The Resume Retrieval and Question-Answering System enhances the recruitment process by:

  • Streamlining Candidate Search: Quickly identifies and retrieves relevant resumes based on specific criteria.
  • Improving Candidate Insights: Provides detailed answers about candidates’ qualifications and experiences, aiding decision-making for hiring managers.
  • Facilitating Interactive Exploration: Allows users to ask follow-up questions, ensuring a comprehensive understanding of the candidate pool.

Use Cases

  • HR professionals and recruiters can leverage the system to efficiently sift through large volumes of resumes, saving time and improving the quality of candidate selection.
  • Organizations can use the system to better match candidates to job requirements based on detailed insights derived from resume content.

Step 1: Clone the Repository

First, clone the repository containing the project files to your local machine:

git clone https://github.com/rahulsharmavishwakarma/resume_bot
cd resume_bot

Step 2: Set Up the Python Environment

  1. Create a Virtual Environment (optional but recommended):

    python -m venv venv
  2. Activate the Virtual Environment:

    • On Windows:

      venv\Scripts\activate
    • On macOS/Linux:

      source venv/bin/activate

Step 3: Install Required Packages

Install the required packages listed in requirements.txt:

pip install -r requirements.txt

Step 4: Prepare the Resume Data

  1. Organize Your PDF Resumes:

    • Place your PDF resumes into a directory structure, categorized by profession. For example:

      /data/
          /software_engineer/
              resume1.pdf
              resume2.pdf
          /data_scientist/
              resume1.pdf
              resume2.pdf
      
  2. Run the Preprocessing Script:

    • Execute the preprocess.py script to extract and structure resume data:

      python preprocess.py
    • This will create a data.json file containing the structured resume data.

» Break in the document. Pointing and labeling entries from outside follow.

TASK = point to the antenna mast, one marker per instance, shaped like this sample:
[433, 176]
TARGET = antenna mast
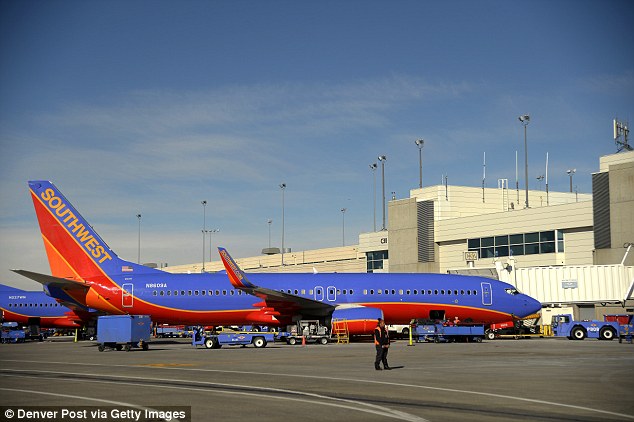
[621, 135]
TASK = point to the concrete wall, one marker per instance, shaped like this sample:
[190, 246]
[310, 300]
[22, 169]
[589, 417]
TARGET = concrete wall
[621, 173]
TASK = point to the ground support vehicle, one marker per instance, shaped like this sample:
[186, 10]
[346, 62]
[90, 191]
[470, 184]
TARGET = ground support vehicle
[170, 331]
[306, 331]
[444, 333]
[124, 332]
[217, 340]
[516, 329]
[12, 334]
[565, 326]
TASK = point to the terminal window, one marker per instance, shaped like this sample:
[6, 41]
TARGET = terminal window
[518, 244]
[375, 260]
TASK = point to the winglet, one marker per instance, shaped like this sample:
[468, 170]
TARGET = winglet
[237, 277]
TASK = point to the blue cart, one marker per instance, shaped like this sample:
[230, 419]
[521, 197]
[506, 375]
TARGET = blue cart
[440, 333]
[216, 341]
[123, 332]
[11, 333]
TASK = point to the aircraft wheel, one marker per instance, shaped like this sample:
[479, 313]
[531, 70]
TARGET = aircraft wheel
[259, 342]
[578, 333]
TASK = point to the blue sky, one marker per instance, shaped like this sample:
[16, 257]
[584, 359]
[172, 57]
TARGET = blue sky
[151, 107]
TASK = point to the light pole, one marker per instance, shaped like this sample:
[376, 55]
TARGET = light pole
[571, 172]
[210, 231]
[139, 244]
[524, 120]
[270, 222]
[420, 143]
[204, 228]
[382, 159]
[373, 167]
[283, 188]
[343, 226]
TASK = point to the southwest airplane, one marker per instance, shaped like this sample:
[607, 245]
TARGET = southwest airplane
[84, 268]
[37, 308]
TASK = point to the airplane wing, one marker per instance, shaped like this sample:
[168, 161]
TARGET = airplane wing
[66, 292]
[284, 303]
[50, 281]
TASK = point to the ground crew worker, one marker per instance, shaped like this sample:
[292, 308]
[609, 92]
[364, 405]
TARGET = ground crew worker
[382, 343]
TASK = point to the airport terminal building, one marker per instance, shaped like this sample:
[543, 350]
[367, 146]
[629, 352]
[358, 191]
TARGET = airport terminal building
[490, 232]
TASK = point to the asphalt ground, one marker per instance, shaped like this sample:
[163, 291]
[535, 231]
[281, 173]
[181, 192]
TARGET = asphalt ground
[499, 380]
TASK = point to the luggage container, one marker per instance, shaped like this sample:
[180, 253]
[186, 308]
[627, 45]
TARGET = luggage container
[123, 332]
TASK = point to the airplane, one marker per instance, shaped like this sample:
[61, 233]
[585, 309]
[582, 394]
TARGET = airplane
[37, 308]
[86, 269]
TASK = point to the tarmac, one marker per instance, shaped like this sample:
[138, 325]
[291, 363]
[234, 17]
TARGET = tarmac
[499, 380]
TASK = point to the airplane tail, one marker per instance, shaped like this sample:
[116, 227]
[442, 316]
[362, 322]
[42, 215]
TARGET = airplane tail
[74, 249]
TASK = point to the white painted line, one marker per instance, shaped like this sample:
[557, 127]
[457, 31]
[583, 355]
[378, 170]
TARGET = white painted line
[327, 401]
[273, 374]
[71, 396]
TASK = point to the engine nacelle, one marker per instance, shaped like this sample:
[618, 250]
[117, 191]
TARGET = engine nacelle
[360, 320]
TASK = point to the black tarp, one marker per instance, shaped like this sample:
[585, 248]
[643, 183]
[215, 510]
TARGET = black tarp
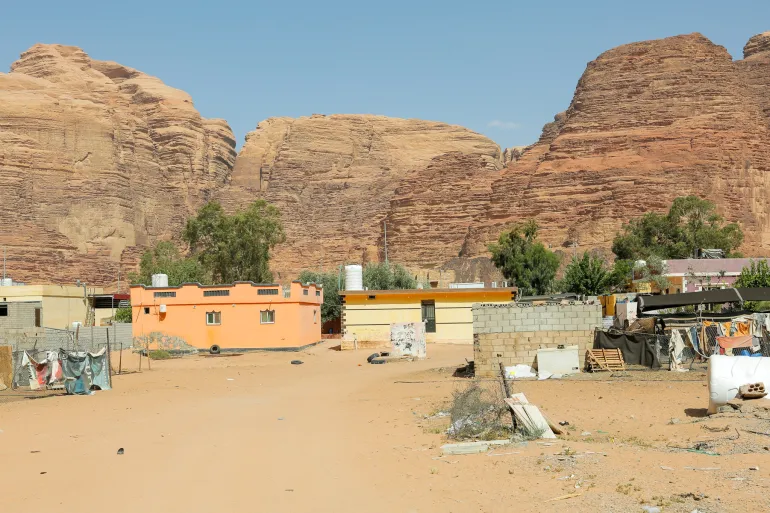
[706, 297]
[637, 348]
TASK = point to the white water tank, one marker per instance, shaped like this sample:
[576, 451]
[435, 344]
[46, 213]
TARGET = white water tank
[728, 373]
[160, 280]
[354, 277]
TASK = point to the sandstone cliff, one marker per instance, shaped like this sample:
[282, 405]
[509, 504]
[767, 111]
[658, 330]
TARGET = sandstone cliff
[337, 178]
[649, 121]
[97, 160]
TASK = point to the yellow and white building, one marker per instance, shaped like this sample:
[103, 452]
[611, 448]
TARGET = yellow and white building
[58, 305]
[368, 314]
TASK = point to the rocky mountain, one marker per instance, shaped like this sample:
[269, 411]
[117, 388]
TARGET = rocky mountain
[337, 178]
[649, 121]
[97, 160]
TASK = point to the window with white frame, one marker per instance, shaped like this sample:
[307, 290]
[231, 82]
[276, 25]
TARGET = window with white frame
[213, 318]
[267, 317]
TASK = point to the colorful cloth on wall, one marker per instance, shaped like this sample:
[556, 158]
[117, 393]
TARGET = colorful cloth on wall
[676, 350]
[84, 371]
[38, 371]
[75, 378]
[98, 369]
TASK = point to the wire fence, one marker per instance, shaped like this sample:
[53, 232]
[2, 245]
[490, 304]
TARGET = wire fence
[50, 344]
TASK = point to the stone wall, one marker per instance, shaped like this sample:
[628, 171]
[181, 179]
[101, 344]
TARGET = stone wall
[513, 333]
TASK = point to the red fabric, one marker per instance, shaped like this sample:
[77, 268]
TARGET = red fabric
[735, 342]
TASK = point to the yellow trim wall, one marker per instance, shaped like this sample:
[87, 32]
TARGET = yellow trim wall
[61, 305]
[369, 320]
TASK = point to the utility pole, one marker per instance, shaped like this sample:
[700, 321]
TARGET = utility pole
[385, 227]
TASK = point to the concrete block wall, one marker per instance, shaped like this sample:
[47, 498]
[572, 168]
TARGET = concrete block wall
[513, 333]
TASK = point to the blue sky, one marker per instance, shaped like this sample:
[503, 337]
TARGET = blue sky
[502, 68]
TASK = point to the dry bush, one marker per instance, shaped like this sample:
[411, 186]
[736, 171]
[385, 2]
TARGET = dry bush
[478, 412]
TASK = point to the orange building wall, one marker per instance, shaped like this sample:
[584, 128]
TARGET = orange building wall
[297, 318]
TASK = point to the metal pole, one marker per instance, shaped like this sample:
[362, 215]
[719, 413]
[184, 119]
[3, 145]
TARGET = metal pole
[109, 355]
[385, 227]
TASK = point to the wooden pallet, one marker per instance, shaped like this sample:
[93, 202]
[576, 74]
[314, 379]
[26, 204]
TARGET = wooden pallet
[604, 359]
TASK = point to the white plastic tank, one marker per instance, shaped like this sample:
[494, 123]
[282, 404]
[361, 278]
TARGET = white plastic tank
[728, 373]
[354, 277]
[160, 280]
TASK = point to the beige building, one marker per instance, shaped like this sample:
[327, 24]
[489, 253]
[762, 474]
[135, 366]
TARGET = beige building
[368, 314]
[60, 305]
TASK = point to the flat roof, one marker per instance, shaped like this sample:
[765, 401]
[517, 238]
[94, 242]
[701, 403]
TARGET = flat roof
[426, 291]
[223, 285]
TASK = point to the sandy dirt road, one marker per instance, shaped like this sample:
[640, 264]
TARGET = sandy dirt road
[254, 433]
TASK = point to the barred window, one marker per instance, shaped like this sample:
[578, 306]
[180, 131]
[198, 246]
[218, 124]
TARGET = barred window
[209, 293]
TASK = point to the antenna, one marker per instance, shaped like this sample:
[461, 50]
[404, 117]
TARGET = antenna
[385, 227]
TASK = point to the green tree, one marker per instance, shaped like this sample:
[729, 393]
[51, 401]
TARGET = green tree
[123, 314]
[165, 258]
[653, 270]
[525, 261]
[382, 276]
[587, 275]
[332, 306]
[756, 274]
[622, 272]
[235, 247]
[691, 223]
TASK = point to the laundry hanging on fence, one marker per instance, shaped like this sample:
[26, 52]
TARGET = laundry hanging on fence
[74, 368]
[38, 371]
[84, 371]
[735, 342]
[98, 368]
[694, 339]
[676, 350]
[55, 375]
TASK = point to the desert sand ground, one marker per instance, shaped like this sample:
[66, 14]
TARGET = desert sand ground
[255, 433]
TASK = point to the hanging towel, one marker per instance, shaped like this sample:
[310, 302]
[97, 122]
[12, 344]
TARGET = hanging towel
[676, 350]
[74, 369]
[54, 366]
[38, 371]
[694, 339]
[98, 368]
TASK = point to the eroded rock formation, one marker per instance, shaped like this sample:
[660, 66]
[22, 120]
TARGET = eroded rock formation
[97, 160]
[649, 121]
[337, 178]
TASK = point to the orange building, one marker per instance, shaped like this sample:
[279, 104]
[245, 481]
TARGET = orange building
[244, 315]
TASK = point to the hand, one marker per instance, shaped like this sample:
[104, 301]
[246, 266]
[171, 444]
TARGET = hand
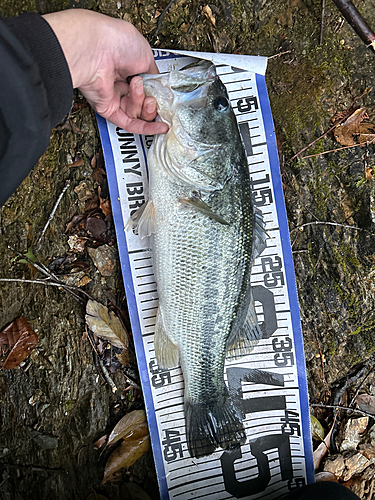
[102, 52]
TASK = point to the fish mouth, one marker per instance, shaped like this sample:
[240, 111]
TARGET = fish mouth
[187, 86]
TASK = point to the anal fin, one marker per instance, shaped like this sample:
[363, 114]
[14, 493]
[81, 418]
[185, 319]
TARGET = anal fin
[166, 351]
[242, 341]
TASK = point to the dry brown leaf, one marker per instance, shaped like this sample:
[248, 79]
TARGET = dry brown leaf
[323, 447]
[207, 11]
[325, 476]
[369, 173]
[105, 324]
[96, 496]
[132, 423]
[130, 450]
[317, 431]
[17, 341]
[353, 132]
[136, 492]
[99, 443]
[105, 205]
[366, 403]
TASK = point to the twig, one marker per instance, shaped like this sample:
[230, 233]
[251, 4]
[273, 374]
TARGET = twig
[339, 149]
[360, 385]
[280, 54]
[161, 17]
[322, 22]
[44, 270]
[101, 364]
[322, 405]
[195, 18]
[321, 137]
[36, 247]
[357, 22]
[325, 223]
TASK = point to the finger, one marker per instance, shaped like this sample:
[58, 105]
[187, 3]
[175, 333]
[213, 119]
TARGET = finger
[135, 125]
[133, 103]
[121, 88]
[149, 109]
[153, 69]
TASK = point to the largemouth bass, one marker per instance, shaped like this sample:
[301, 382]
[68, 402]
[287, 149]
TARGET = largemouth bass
[205, 237]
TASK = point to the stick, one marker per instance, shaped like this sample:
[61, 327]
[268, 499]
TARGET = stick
[36, 248]
[357, 22]
[365, 413]
[161, 17]
[321, 137]
[339, 149]
[322, 22]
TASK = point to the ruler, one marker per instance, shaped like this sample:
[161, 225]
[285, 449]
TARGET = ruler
[269, 384]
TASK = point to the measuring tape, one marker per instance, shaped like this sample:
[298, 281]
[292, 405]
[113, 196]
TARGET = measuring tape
[268, 385]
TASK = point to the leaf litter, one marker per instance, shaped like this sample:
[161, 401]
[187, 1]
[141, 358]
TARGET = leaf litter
[105, 324]
[17, 341]
[132, 429]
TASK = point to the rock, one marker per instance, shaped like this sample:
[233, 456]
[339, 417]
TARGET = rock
[104, 258]
[352, 434]
[355, 465]
[335, 465]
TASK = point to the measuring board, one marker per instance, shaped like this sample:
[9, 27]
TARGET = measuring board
[269, 385]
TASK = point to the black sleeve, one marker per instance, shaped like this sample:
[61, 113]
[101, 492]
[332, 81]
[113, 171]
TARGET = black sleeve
[36, 93]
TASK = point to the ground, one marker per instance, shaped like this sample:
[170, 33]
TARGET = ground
[53, 409]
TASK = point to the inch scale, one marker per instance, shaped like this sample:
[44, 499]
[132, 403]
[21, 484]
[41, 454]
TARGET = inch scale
[269, 384]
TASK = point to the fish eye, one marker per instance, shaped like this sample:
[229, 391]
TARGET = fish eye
[221, 104]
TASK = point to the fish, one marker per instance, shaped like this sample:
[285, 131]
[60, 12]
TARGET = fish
[205, 236]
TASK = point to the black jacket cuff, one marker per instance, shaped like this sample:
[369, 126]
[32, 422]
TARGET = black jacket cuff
[37, 36]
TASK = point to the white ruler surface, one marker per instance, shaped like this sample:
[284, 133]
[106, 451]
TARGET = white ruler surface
[269, 385]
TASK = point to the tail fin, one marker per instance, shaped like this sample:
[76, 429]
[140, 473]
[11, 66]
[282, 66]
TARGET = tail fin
[210, 427]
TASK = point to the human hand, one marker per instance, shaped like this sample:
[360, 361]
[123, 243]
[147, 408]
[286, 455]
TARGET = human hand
[102, 52]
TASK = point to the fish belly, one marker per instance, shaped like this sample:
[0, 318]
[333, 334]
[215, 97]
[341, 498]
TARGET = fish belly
[198, 265]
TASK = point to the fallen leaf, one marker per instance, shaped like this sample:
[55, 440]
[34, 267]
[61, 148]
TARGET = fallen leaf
[317, 431]
[207, 11]
[77, 244]
[136, 492]
[369, 173]
[128, 425]
[104, 258]
[135, 444]
[17, 341]
[325, 476]
[96, 496]
[105, 205]
[352, 131]
[105, 324]
[366, 403]
[99, 443]
[29, 254]
[97, 228]
[77, 163]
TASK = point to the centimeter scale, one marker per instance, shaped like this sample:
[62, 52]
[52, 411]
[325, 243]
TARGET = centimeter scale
[270, 383]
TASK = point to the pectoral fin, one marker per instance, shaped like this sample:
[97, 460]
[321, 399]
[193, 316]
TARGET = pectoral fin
[143, 221]
[202, 207]
[241, 341]
[166, 351]
[260, 235]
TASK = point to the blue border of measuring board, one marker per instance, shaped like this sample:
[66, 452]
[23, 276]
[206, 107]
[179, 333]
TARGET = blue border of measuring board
[289, 271]
[132, 306]
[290, 279]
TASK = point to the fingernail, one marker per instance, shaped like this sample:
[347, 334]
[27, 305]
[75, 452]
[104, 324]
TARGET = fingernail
[138, 87]
[151, 107]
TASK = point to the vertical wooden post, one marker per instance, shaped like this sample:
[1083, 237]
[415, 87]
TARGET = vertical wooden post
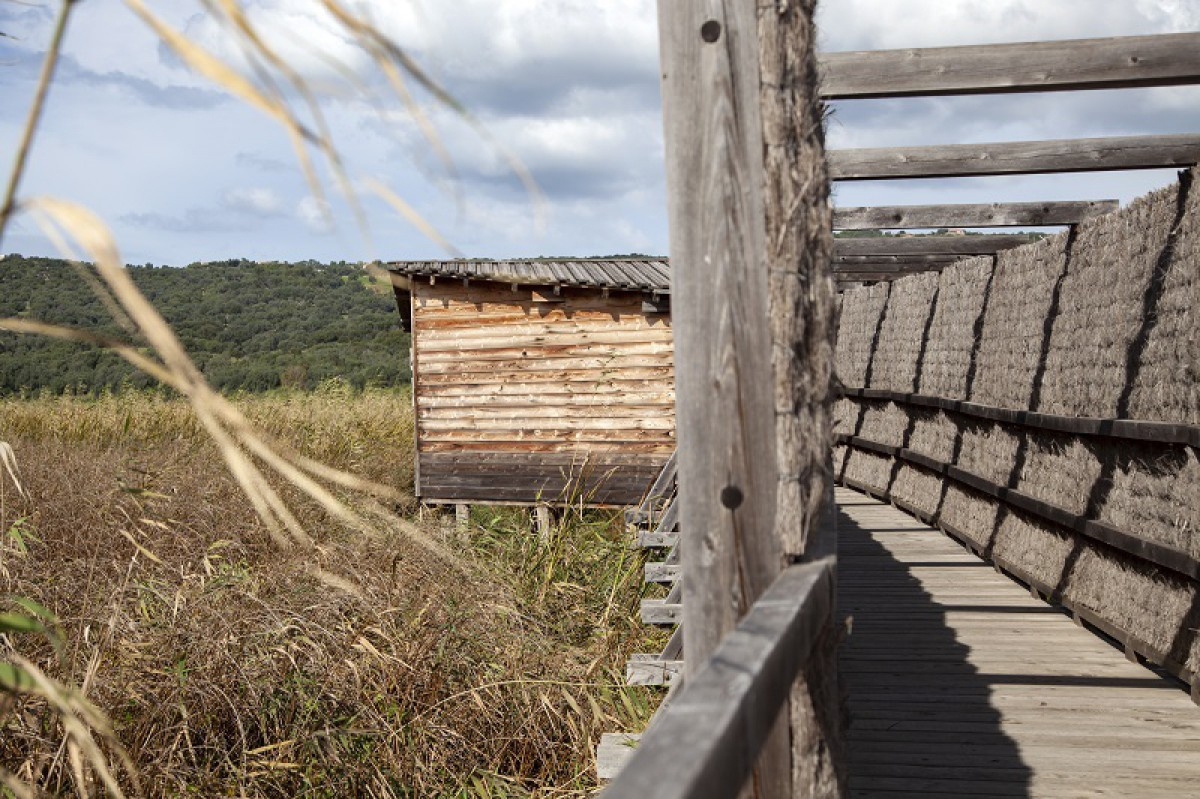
[544, 518]
[753, 312]
[803, 324]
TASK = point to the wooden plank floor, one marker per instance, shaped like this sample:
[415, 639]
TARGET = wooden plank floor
[960, 684]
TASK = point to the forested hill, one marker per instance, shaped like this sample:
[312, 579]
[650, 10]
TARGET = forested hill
[247, 325]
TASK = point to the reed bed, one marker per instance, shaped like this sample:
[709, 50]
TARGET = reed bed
[364, 666]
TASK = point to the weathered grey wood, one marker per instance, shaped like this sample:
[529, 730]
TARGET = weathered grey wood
[661, 572]
[613, 752]
[714, 164]
[1119, 62]
[919, 258]
[1017, 157]
[707, 740]
[988, 701]
[803, 320]
[544, 520]
[982, 215]
[965, 245]
[673, 648]
[661, 612]
[657, 540]
[748, 200]
[652, 670]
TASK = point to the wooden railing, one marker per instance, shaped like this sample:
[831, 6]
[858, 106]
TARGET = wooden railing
[707, 740]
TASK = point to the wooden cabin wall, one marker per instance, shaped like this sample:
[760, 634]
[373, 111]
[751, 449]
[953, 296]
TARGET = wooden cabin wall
[526, 396]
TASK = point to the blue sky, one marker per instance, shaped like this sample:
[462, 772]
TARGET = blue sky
[181, 172]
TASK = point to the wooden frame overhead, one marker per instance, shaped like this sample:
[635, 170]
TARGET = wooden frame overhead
[1017, 157]
[971, 215]
[964, 245]
[1117, 62]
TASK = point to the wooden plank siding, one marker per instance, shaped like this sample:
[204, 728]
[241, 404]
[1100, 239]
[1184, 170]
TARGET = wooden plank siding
[527, 396]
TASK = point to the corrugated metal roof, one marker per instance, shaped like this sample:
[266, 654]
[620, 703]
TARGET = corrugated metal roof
[637, 274]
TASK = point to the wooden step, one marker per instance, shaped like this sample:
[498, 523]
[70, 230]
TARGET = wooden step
[657, 540]
[652, 670]
[661, 612]
[613, 751]
[661, 572]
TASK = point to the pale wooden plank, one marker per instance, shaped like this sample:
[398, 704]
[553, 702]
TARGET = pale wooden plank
[1017, 157]
[970, 215]
[1115, 62]
[973, 703]
[612, 752]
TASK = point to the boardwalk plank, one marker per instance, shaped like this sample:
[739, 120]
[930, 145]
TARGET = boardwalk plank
[961, 684]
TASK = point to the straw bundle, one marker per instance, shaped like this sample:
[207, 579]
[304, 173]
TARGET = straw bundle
[1132, 596]
[989, 450]
[903, 332]
[1035, 547]
[917, 487]
[969, 512]
[868, 468]
[1014, 326]
[883, 422]
[862, 311]
[1155, 494]
[1167, 383]
[948, 353]
[934, 433]
[1062, 470]
[1102, 307]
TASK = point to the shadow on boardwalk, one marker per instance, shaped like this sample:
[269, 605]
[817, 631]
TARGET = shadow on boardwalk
[921, 719]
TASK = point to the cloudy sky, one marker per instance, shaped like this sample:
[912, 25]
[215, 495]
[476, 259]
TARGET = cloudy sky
[183, 172]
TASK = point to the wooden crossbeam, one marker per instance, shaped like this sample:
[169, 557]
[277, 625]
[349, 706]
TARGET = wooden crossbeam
[873, 277]
[971, 215]
[976, 245]
[916, 259]
[1119, 62]
[708, 739]
[1017, 157]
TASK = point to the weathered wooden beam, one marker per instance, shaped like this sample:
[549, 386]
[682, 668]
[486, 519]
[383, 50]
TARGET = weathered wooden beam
[982, 215]
[707, 740]
[652, 670]
[913, 259]
[1017, 157]
[661, 572]
[1119, 62]
[714, 164]
[967, 245]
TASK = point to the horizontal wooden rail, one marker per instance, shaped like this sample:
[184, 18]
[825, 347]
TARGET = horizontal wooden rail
[970, 215]
[965, 245]
[1158, 554]
[1132, 430]
[913, 259]
[1017, 157]
[707, 740]
[1119, 62]
[1131, 641]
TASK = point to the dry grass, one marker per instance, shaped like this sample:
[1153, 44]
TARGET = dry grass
[229, 666]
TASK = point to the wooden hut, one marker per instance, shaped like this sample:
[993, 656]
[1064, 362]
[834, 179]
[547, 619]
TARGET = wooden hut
[539, 382]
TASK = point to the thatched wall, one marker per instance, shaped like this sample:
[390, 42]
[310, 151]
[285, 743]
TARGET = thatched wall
[1097, 323]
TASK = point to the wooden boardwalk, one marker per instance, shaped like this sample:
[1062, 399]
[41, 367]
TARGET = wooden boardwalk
[961, 684]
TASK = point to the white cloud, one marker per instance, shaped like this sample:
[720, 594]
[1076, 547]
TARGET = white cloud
[257, 200]
[571, 86]
[316, 214]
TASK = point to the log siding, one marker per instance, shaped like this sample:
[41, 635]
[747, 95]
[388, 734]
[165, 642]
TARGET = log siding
[528, 396]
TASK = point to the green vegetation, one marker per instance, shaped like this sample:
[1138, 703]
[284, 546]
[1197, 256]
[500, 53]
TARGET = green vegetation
[249, 325]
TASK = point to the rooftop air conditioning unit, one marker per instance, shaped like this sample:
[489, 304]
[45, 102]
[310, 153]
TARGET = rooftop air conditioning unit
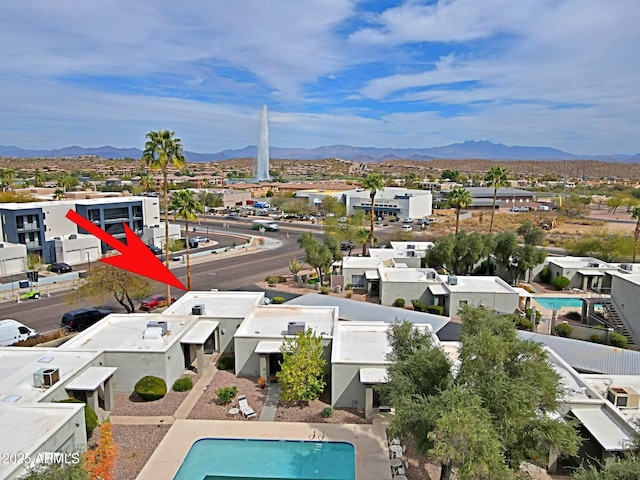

Step 5: Populate the Vector Database

  1. Run the Vector Database Script:
    • Execute the vector_db.py script to set up the Milvus vector database and insert the processed resume data:

      python vector_db.py
    • Ensure that the Milvus service is running before executing this step.

Step 6: Set Up the Retrieval Pipeline

  1. Run the Pipeline Script (optional):
    • If needed, test the pipeline functionality using pipeline.py to ensure the search mechanisms work correctly:

      python pipeline.py

Step 7: Launch the Web Application

  1. Run the Gradio App:

    • Finally, execute the app.py script to start the web interface:

      python app.py
  2. Access the Application:

    • Open a web browser and navigate to the provided Gradio URL (usually http://127.0.0.1:7860) to interact with the application.

Using the Application

  • Enter your search queries related to candidates' skills, experiences, or qualifications.
  • Review the retrieved documents and answers provided by the system.
  • Ask follow-up questions to explore the candidate profiles further.